Mid-funnel websites are mainly around buying things, and that’s why .com is ‘com’ for ‘commercial,’ as in people buying and selling things. So if you try to jump from a first touch where they know who you are straight to a sale, some people may buy, but I think most people will be turned off by that. Most people trying to use the .club to sell something.
So let’s say that I’ve found diapers.club – a major premium domain, and I just started selling. I put up a shopping cart. I put Shopify up on diapers.club.
How do you think that will do?
It might do well because you could sell it to whoever is selling Pampers or something, but to all the people it’s not, because you have to build a community before you can get people to buy. If you don’t have authority and parenting and kids and these sorts of issues, you don’t have the ability to drive traffic. So then the .clubs were nothing, even though it’s a premium domain.

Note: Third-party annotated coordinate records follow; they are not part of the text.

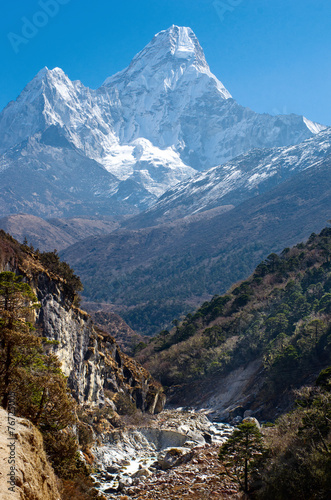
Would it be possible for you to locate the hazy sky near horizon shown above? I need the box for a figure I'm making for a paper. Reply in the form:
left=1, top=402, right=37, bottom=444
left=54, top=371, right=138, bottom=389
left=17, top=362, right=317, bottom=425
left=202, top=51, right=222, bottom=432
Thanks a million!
left=0, top=0, right=331, bottom=125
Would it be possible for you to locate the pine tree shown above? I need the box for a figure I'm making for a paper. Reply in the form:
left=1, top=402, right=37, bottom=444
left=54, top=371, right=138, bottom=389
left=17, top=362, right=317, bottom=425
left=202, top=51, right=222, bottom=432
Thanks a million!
left=0, top=272, right=41, bottom=408
left=218, top=421, right=264, bottom=494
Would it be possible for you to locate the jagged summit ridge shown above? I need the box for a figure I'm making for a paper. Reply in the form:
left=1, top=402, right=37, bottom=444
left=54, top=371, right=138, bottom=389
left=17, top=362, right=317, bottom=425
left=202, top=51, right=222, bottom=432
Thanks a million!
left=103, top=25, right=231, bottom=99
left=0, top=25, right=323, bottom=213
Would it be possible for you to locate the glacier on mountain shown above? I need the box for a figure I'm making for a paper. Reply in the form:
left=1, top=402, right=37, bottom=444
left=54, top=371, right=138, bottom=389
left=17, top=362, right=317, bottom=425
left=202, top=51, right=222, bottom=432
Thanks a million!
left=0, top=26, right=325, bottom=208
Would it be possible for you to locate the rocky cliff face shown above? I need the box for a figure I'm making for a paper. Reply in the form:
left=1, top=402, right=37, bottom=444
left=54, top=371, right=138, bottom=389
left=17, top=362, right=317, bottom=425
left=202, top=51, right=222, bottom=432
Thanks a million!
left=0, top=231, right=165, bottom=413
left=0, top=408, right=61, bottom=500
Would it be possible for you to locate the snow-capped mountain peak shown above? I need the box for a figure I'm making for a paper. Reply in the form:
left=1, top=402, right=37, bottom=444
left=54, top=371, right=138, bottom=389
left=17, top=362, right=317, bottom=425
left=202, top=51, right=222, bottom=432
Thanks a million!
left=0, top=25, right=323, bottom=215
left=104, top=25, right=231, bottom=100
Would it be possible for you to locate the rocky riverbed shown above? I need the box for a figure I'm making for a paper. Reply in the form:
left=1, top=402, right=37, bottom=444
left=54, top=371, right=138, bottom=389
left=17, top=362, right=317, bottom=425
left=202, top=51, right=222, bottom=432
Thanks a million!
left=93, top=409, right=236, bottom=500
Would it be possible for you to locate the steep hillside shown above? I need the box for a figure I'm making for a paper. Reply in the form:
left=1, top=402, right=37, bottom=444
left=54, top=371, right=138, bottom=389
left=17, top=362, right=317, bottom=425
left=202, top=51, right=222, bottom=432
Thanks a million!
left=0, top=408, right=61, bottom=500
left=0, top=231, right=164, bottom=413
left=63, top=160, right=331, bottom=334
left=123, top=128, right=331, bottom=229
left=0, top=26, right=325, bottom=217
left=0, top=214, right=119, bottom=252
left=138, top=228, right=331, bottom=420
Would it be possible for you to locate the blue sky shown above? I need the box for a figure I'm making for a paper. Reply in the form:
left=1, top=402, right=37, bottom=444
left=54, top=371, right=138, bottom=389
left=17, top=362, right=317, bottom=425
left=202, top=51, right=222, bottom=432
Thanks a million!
left=0, top=0, right=331, bottom=125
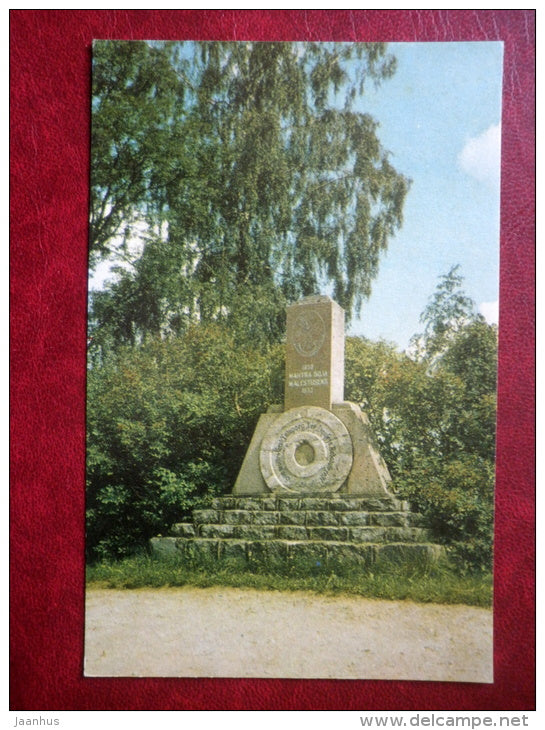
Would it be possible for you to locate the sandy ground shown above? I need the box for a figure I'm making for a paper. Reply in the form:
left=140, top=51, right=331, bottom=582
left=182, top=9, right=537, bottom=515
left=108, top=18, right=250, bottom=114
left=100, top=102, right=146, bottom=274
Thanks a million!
left=85, top=588, right=493, bottom=682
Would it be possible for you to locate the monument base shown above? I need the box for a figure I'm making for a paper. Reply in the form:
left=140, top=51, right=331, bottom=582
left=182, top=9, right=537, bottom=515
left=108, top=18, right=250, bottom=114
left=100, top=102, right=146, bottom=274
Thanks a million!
left=233, top=402, right=391, bottom=497
left=150, top=492, right=444, bottom=573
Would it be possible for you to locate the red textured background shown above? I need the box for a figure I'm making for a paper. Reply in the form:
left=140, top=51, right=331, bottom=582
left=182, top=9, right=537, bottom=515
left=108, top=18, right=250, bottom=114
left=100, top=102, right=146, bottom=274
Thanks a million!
left=10, top=10, right=535, bottom=711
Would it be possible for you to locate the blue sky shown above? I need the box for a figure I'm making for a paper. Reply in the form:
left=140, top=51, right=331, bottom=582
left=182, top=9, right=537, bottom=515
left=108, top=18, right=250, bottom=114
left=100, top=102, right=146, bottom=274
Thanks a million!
left=350, top=42, right=503, bottom=349
left=90, top=42, right=503, bottom=349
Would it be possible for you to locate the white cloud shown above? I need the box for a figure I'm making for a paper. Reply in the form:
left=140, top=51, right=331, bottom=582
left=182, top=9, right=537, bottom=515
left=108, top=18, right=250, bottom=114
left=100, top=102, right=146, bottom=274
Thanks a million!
left=479, top=299, right=500, bottom=324
left=458, top=124, right=501, bottom=187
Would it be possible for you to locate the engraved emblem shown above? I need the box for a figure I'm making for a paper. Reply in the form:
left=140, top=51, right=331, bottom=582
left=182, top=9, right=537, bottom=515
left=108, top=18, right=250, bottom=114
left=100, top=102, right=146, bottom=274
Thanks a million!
left=259, top=406, right=353, bottom=493
left=293, top=311, right=326, bottom=357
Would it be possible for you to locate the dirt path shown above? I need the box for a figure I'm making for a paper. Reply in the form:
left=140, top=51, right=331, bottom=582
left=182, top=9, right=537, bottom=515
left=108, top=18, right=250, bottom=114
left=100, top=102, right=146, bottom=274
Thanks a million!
left=85, top=588, right=492, bottom=682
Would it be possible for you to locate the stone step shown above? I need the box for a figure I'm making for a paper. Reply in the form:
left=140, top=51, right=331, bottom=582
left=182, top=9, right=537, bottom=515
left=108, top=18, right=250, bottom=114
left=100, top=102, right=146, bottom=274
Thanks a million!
left=185, top=524, right=429, bottom=542
left=150, top=537, right=444, bottom=569
left=187, top=509, right=422, bottom=537
left=211, top=494, right=409, bottom=512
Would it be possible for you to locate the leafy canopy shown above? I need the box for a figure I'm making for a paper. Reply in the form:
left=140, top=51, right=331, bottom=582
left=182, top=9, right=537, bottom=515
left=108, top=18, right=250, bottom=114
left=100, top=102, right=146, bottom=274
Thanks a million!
left=90, top=41, right=409, bottom=343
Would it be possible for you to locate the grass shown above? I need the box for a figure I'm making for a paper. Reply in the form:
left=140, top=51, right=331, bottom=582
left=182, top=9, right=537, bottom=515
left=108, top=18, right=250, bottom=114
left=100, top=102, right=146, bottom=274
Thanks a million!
left=87, top=555, right=492, bottom=607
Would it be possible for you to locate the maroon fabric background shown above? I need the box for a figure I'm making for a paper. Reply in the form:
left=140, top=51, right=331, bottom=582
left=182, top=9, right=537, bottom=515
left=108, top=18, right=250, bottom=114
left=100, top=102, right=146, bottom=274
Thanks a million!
left=10, top=10, right=535, bottom=711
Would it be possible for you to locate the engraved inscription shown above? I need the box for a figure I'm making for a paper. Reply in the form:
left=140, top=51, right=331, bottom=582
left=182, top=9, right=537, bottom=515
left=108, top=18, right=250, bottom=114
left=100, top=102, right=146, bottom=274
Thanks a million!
left=293, top=310, right=326, bottom=357
left=259, top=406, right=352, bottom=492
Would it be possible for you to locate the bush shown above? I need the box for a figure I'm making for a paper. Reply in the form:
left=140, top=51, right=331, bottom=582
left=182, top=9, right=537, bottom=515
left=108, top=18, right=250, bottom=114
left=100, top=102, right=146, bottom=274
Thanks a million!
left=87, top=326, right=283, bottom=559
left=396, top=454, right=494, bottom=571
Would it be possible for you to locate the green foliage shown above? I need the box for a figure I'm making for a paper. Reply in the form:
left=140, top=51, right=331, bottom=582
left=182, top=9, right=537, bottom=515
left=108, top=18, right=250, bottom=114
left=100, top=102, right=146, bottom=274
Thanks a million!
left=87, top=555, right=492, bottom=607
left=87, top=325, right=282, bottom=558
left=345, top=269, right=497, bottom=570
left=88, top=268, right=497, bottom=572
left=90, top=41, right=409, bottom=346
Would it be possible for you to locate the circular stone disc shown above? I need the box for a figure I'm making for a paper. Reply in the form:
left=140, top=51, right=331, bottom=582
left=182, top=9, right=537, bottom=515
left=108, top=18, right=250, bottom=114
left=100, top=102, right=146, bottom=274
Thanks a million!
left=259, top=406, right=352, bottom=493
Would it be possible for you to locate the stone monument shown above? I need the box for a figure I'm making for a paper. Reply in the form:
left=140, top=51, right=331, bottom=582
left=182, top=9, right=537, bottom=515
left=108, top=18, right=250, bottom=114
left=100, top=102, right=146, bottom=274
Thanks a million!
left=150, top=296, right=443, bottom=571
left=233, top=296, right=391, bottom=496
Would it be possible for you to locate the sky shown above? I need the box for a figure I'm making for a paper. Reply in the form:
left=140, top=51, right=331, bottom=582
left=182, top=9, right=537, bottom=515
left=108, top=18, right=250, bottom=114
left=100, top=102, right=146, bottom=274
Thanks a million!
left=90, top=42, right=503, bottom=349
left=350, top=42, right=503, bottom=349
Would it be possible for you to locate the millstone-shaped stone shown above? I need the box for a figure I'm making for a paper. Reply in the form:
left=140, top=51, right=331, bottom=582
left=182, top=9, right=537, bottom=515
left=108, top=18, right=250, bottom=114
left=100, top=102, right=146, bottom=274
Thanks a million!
left=259, top=406, right=353, bottom=493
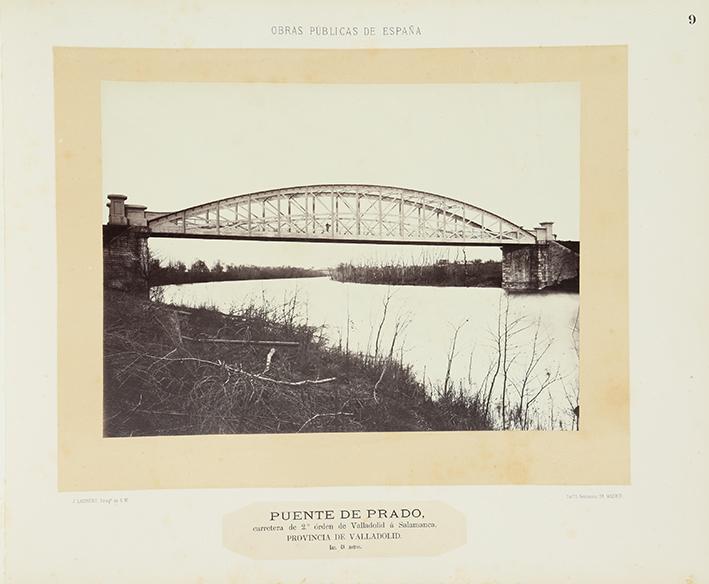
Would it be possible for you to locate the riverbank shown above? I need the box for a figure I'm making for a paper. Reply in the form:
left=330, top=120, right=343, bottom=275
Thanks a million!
left=148, top=258, right=328, bottom=286
left=330, top=260, right=502, bottom=288
left=104, top=292, right=491, bottom=436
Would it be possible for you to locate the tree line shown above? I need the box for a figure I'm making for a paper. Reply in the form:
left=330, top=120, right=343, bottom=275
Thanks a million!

What people are missing is, if you drive traffic and engagement and awareness and community and whatnot in Clubhouse, then your companion .club domain is going to add an extra 30 or 40% value to that because it allows you to capture. Now you can continue the conversation.
If you don’t do that, then you have to keep doing Clubhouse rooms – which is great, you should still continue doing that – but you have no way to continue that conversation. You have no way to progress people through the funnel.
Then the only way to do that is live conference speaking, which is what Clubhouse is, or manual, ‘hit-me-in-the-DMs’ kind of stuff, which is great for partnerships – but we’re getting customers to provide things.
You need to have some level of automation. That’s what we want people to understand.